The “Bots: disclosure” amendment includes the following:
It shall be unlawful for any person to use a bot to communicate with or interact with another person in California online, with the intent to mislead the other person about its artificial identity for the purpose of knowingly deceiving the person about the content of the communication in order to incentivize a purchase or sale of goods or services in a commercial transaction or to influence a vote in an election. A person using a bot shall not be liable under this section if the person discloses that it is a bot.
A “bot” is defined as: “an automated online account where all or substantially all of the actions or posts of that account are not the result of a person.”

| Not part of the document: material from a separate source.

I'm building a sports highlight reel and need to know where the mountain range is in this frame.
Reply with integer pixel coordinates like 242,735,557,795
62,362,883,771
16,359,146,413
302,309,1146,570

A “person” is defined as: “a natural person, corporation, limited liability company, partnership, joint venture, association, estate, trust, government, governmental subdivision or agency, or other legal entity or any combination thereof.”
According to The New Yorker “Violators could face fines under the statutes related to unfair competition.” The article points out that California is “testing society’s resolve to get our (virtual) house in order after more than two decades of a runaway Internet.”
The legislation is a California state law. This means that the person behind a bot will have to disclose itself as a bot if it communicates with people who live in California. That said, those who are running bots will, by default, likely have to disclose that they are a bot to everyone on social media in order to avoid being fined by California’s law.